Les australiens en france : une présence amenée à s’intensifier

Autres informations / 25.02.2014

Les australiens en france : une présence amenée à s’intensifier

Depuis quelques années, les investisseurs australiens se montrent de plus en plus présents sur les ventes européennes, et particulièrement françaises. Cette progression structurelle correspond aux succès des chevaux français dans les courses australiennes. Américain avait montré la voie en s’imposant dans le Melbourne Cup (Gr1) en 2010. Depuis ce succès historique, Dunaden est allé lui aussi conquérir l’Australie. Les "Aussies" ont alors investi dans des chevaux clé en main, capables de briller sur les épreuves de tenue dans leur pays. Mais plus récemment, on les a vus enchérir à la fois dans les ventes d’élevage et sur le marché des yearlings, avec pour certains la volonté d’exploiter leurs chevaux en France.

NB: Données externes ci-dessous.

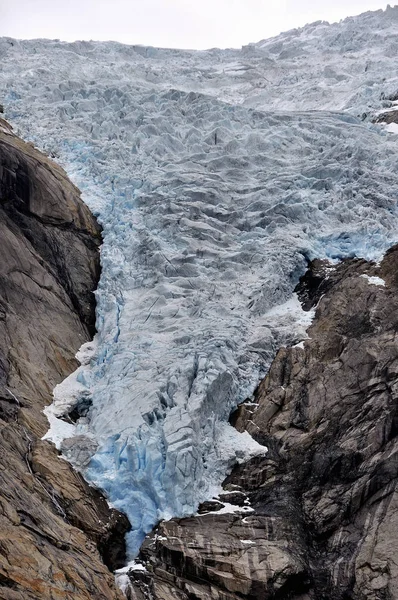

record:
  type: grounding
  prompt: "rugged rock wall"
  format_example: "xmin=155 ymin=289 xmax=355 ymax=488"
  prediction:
xmin=0 ymin=119 xmax=128 ymax=600
xmin=131 ymin=247 xmax=398 ymax=600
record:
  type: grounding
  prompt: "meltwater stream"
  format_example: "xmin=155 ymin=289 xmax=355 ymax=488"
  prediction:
xmin=0 ymin=11 xmax=398 ymax=557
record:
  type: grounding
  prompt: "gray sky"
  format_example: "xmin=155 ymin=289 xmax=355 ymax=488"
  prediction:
xmin=0 ymin=0 xmax=387 ymax=49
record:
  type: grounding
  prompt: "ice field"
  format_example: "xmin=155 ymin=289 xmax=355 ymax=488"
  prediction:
xmin=0 ymin=8 xmax=398 ymax=557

Les efforts d’Arqana en matière de prospection ont largement porté leurs fruits, comme l’explique Olivier Delloye. « Depuis 2009, nous avons un correspondant en Australie, Damon Gabedy, qui a fait beaucoup pour faire connaître les ventes françaises aux Australiens. Moi-même je me rends en Australie au moins une fois par an, avec le souci constant de rencontrer à chaque voyage de nouvelles personnes, tout en fidélisant nos clients existants. Ce travail a payé et en 2013, nous avons accueilli des acheteurs australiens qui n’avaient pas l’habitude de venir en France, et qui ont investi dans chacune de nos ventes. »

LES ACHATS AUSTRALIENS ET NÉO-ZÉLANDAIS À ARQANA

Le volume d’affaires représenté par les achats australiens ou néo-zélandais chez Arqana a progressé de plus de 100 % entre 2012 et 2013. Ces investissements ont même dépassé ceux enregistrés par Tattersalls sur la même année.

VENTE DE YEARLINGS D’AOUT

Le top price, à 1.500.000 euros, a été signé par Fairway Thoroughbred (gros propriétaire-éleveur en Australie), également acheteur d’un produit de Shamardal à 200.000 euros. Fairway Thoroughbred est présent sur tous les secteurs du marché, aussi bien sur les chevaux clé en main, que sur les yearlings, en Grande-Bretagne et en France. La pouliche top price est partie à l’entraînement chez Roger Varian. Peter Maher, qui peut être considéré comme le plus français des Australiens, et qui est conseillé par Laurent Benoît, est de nouveau intervenu sur ce marché qu’il connaît bien, avec de nouveaux associés, comme David Moodie, prospecté en amont par Damon Gabedy. Troy Corstens, manager de Malau Racing (important syndicat qui compte plus d’une centaine de chevaux) a réalisé son premier achat à Deauville, en association avec Justin Bahen, qui avait acheté Flotilla yearling en août 2011.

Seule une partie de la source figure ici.